Background and purpose: The conversion of clopidogrel to its active metabolite, R-130964, is a two-step cytochrome P450 (CYP)-dependent process. The current investigations were performed to characterize in vitro the effects of different CYP inhibitors on the biotransformation and on the antiplatelet effect of clopidogrel.
Experimental approach: Clopidogrel biotransformation was studied using human liver microsomes (HLM) or specific CYPs and platelet aggregation using human platelets activated with ADP.
Key results: Experiments using HLM or specific CYPs (3A4, 2C19) revealed that at clopidogrel concentrations >10 microM, CYP3A4 was primarily responsible for clopidogrel biotransformation. At a clopidogrel concentration of 40 microM, ketoconazole showed the strongest inhibitory effect on clopidogrel biotransformation and clopidogrel-associated inhibition of platelet aggregation with IC(50) values of 0.03 +/- 0.07 microM and 0.55 +/- 0.06 microM respectively. Clarithromycin, another CYP3A4 inhibitor, impaired clopidogrel biotransformation and antiplatelet activity almost as effectively as ketoconazole. The CYP3A4 substrates atorvastatin and simvastatin both inhibited clopidogrel biotransformation and antiplatelet activity, less potently than ketoconazole. In contrast, pravastatin showed no inhibitory effect. As clopidogrel itself inhibited CYP2C19 at concentrations >10 microM, the CYP2C19 inhibitor lansozprazole affected clopidogrel biotransformation only at clopidogrel concentrations < or =10 microM. The carboxylate metabolite of clopidogrel was not a CYP substrate and did not affect platelet aggregation.

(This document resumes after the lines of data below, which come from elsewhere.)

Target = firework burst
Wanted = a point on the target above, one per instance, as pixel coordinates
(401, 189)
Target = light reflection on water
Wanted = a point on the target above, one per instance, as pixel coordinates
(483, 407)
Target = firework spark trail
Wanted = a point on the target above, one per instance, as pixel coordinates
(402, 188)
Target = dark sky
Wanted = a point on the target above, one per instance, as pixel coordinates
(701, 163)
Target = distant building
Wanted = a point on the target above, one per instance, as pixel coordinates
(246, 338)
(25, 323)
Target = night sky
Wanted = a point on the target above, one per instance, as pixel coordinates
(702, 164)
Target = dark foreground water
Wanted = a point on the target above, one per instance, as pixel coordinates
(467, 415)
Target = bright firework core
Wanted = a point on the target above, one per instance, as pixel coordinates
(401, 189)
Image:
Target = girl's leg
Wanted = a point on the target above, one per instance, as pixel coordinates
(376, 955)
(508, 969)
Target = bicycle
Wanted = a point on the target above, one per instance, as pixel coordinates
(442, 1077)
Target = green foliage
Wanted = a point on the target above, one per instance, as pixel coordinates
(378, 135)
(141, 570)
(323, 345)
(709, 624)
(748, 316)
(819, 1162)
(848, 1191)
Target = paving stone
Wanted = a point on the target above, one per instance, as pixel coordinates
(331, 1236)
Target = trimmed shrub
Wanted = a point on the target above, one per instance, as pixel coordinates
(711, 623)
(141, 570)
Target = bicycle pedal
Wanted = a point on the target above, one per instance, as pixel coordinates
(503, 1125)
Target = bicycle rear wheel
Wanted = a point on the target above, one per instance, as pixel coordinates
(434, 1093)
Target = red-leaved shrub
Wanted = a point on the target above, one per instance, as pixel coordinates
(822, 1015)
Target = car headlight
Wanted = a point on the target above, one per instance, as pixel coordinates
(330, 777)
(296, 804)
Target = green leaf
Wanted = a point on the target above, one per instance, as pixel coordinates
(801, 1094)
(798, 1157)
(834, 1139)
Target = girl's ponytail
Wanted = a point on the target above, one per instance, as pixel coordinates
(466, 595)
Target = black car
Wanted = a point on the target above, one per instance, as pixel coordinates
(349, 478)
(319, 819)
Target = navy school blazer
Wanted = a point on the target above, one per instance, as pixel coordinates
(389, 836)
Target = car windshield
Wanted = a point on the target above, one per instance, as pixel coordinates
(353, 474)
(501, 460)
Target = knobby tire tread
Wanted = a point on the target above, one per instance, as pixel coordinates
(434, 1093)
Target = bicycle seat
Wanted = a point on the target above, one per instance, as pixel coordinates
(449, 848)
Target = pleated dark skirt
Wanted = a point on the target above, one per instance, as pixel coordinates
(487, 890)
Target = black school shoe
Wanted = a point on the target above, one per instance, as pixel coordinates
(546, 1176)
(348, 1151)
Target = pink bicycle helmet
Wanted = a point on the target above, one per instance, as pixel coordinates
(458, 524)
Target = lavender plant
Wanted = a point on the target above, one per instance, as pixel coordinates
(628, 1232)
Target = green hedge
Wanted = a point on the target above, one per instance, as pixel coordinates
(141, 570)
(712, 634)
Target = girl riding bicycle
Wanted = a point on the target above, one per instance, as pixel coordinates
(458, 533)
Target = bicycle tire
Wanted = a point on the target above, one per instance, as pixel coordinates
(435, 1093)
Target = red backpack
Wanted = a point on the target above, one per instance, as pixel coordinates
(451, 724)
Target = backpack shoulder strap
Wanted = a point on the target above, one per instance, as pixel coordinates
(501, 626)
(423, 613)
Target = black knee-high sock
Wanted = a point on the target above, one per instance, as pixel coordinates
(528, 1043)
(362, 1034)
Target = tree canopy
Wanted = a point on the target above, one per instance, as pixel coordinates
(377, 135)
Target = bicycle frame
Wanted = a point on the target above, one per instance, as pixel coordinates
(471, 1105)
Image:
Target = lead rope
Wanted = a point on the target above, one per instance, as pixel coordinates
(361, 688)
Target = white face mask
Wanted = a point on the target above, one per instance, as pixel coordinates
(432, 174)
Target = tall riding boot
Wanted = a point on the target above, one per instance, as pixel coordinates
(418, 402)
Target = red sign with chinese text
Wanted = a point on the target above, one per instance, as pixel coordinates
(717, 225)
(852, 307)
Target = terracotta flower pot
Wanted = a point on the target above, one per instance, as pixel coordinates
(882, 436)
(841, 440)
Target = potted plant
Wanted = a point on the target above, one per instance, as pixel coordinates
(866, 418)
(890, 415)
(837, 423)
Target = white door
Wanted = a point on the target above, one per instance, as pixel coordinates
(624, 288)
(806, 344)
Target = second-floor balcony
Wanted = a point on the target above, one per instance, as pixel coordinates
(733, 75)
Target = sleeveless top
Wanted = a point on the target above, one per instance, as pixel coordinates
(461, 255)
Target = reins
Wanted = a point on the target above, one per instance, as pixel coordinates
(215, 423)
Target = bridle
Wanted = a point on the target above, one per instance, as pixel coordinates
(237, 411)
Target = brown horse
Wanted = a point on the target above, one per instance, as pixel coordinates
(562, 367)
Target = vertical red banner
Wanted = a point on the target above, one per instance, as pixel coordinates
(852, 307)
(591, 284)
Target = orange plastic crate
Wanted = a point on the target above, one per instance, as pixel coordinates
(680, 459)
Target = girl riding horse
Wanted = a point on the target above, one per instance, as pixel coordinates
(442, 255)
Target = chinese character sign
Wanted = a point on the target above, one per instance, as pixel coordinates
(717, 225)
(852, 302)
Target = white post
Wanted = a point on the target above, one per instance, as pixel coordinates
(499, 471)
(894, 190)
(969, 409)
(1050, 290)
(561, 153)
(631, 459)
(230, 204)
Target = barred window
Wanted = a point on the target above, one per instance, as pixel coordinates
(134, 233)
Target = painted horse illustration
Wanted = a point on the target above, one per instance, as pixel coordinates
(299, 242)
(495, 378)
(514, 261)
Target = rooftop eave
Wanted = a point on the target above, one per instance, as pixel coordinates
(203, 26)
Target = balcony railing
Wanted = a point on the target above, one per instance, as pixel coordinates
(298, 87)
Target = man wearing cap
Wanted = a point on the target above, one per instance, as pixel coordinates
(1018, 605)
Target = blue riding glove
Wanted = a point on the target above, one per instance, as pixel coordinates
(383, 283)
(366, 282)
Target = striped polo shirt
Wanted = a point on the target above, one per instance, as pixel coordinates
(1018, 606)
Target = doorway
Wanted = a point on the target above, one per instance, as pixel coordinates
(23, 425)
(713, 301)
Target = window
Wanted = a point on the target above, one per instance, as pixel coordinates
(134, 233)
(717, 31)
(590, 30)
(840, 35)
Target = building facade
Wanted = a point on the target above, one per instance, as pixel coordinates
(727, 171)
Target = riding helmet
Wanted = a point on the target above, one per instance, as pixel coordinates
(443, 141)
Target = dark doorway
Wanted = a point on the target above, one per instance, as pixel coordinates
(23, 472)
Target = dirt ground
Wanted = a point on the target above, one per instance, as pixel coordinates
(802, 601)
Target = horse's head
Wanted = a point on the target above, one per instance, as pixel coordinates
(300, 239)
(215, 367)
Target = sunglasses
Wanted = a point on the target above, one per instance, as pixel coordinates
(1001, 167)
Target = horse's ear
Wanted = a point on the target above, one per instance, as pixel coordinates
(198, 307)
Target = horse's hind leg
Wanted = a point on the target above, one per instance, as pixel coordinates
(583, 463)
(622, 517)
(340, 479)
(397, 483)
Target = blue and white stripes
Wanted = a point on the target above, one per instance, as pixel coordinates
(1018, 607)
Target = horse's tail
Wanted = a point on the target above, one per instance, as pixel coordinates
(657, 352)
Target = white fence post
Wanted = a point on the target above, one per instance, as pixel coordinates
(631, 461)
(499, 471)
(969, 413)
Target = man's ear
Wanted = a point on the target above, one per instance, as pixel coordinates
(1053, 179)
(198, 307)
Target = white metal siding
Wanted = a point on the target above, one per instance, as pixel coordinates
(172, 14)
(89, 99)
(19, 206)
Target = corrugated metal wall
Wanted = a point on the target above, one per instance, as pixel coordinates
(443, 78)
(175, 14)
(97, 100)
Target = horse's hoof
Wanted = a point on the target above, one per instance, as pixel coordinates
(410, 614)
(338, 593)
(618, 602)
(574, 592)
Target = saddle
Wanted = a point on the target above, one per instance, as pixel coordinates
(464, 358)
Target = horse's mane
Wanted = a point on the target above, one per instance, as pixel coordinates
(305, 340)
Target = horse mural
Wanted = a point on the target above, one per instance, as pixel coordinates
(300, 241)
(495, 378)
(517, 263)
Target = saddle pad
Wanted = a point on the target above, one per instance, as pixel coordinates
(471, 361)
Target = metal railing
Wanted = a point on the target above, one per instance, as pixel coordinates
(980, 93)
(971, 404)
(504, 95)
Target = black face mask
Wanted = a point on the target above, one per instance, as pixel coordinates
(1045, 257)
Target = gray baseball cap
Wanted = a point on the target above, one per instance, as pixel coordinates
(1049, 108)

Conclusions and implications: At clopidogrel concentrations >10 microM, CYP3A4 is mainly responsible for clopidogrel biotransformation, whereas CYP2C19 contributes only at clopidogrel concentrations < or =10 microM. CYP2C19 inhibition by clopidogrel at concentrations >10 microM may explain the conflicting results between in vitro and in vivo investigations regarding drug interactions with clopidogrel.